Il est possible d'avoir le mal de vivre, de ne plus pouvoir apprécier la moindre compagnie tant qu'on sera qu'elle sera fausse. Amie un jour, ennemie demain. Amour un jour, divorce parce que tout se sait un jour. Être condamné à la solitude, méritée, pour avoir voulu goutter aux joies d'être enfin humain. Le prix était tellement élevé, qu'il était difficile de ne pas imaginer la récompense. Celle de tout avoir et de tout perdre à la fois.

Le renouveau a lui aussi un gout amer, brûler pour tout recommencer n'est plus envisageable. Que se passe-t-il lorsqu'il n'est plus possible de renaître ? Vol ma vie, je volerai la tienne. Toujours pas cette âme qui te ressemble à l'horizon, cette histoire apaisante ou je pourrai respirer, blotti, sans jugements ni questions. Il y a toujours des choses à dire, se justifier, le repos même durant la nuit est devenu impossible, lorsque pouvoir se poser quelque part devient un luxe.

Je ne prétends pas que tout est perdu lorsque j'ai tout ce qu'il me faut, et cela depuis si longtemps. Je pense sincèrement que je ne serai jamais rassasié tant que la vie n'aura pas dit stop. Ce n'est pas que ce monde n'a plus rien à m'offrir, ce n'est que moi qui n'ai plus rien à donner. Je voulais tant prouver qu'il était toujours possible de sourire, quand les sourires en face ne sont que mensonges et cupidité, aussi bien en amour qu'en amitié, tout est une question d'échange perpétuel ou le moindre manquement mènera à une rupture.

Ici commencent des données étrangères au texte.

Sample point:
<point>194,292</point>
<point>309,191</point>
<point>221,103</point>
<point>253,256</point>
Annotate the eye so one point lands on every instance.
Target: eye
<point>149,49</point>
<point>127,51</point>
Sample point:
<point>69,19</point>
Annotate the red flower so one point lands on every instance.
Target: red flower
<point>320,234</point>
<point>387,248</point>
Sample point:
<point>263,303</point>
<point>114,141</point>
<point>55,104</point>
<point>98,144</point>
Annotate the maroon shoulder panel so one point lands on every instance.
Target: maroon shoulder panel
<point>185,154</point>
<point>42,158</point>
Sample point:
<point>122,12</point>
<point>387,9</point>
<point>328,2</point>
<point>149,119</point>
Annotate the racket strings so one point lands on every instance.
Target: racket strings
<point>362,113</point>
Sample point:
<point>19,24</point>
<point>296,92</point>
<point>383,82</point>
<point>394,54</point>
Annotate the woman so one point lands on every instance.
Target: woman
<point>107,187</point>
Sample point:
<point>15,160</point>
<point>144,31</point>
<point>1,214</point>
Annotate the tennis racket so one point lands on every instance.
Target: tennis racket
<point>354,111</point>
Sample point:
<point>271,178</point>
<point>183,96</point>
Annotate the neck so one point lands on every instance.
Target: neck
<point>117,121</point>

Il est fort probable que je sois devenu ce cœur de pierre en fin de compte, sans m'en rendre compte que je ne ressens que le poids de mon mépris constant sur les épaules. Et rien ne me fait plus plaisir que de voir l'humain échouer lorsqu'il préfère un chiffre plutôt que sa vie. Faut-il vraiment être triste de ce qu'il se passe, ou être heureux que notre espèce se plante encore et toujours ? Je suis dans le même chemin que nous, humain, cette fois c'est sûr, j'en suis un à pleine couture.